The waters had broken several hours prior to labour commencing. In normal circumstances I would not have been concerned. But why had this baby’s birthing begun prematurely? What about the history of severe infection? Was there a link?

It’s fine to say that a woman has a right to refuse a treatment. She does not have to accept the advice that she needs antibiotic treatment to protect her baby from a potentially fatal infection. But it is the duty of the carers to give her the information which we have so that she can make an informed choice. Does she understand infection? Do I?

I saw my role as providing facts and reasons in a way that was acceptable to the woman and her husband. They were not listening to the doctor. I wondered later, before I knew that the baby was doing well, if I had tried hard enough.

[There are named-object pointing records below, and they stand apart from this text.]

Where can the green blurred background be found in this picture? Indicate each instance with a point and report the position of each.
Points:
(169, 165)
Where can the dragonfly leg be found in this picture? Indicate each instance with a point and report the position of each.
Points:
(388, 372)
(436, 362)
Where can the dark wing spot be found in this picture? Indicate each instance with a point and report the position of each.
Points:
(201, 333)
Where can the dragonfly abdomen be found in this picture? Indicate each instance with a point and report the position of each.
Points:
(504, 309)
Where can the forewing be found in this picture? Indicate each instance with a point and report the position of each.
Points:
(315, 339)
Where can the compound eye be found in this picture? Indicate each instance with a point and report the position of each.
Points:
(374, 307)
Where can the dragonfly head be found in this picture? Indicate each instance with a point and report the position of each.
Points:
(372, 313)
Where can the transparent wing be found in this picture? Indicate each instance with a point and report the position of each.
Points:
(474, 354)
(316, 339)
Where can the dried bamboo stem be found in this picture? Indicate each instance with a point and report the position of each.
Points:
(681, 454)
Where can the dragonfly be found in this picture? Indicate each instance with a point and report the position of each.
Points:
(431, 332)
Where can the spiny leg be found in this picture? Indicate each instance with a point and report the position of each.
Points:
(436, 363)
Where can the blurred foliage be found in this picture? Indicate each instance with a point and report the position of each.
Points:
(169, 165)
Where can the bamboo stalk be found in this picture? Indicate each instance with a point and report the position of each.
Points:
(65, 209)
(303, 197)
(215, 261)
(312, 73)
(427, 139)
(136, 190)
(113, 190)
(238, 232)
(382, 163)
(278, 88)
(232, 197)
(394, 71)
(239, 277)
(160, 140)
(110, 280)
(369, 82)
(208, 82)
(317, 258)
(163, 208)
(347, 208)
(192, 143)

My position is one of privilege – I am unwilling to use that position to manipulate a person or to force a decision. Yet I understand that the lives of the woman and her child can be put at risk. I cannot afford any degree of complacency. While asserting the woman’s personal autonomy, that she needs information so that she can make decisions, I realise that she depends on me, as her trusted partner to provide her with information in a way that she can use it. Each person brings their own experiences into a relationship, and this woman’s experience with previous infection is something that I have never been through. The turmoil in my mind was accentuated by my own tiredness and subsequent weakness. I rejoiced with them as she birthed her baby, alert and drug free, then progressed to the beautiful stage of discovery and bonding. The wee boy’s breathing gradually became more laboured, and he was relinquished to the special care nursery staff, oxygen, and medical equipment.

The woman is now a confident mother with a healthy thriving child. She is probably unaware of my deep concerns as I have described them today. She does not need to know how I feel. She made the right decision for herself at the time.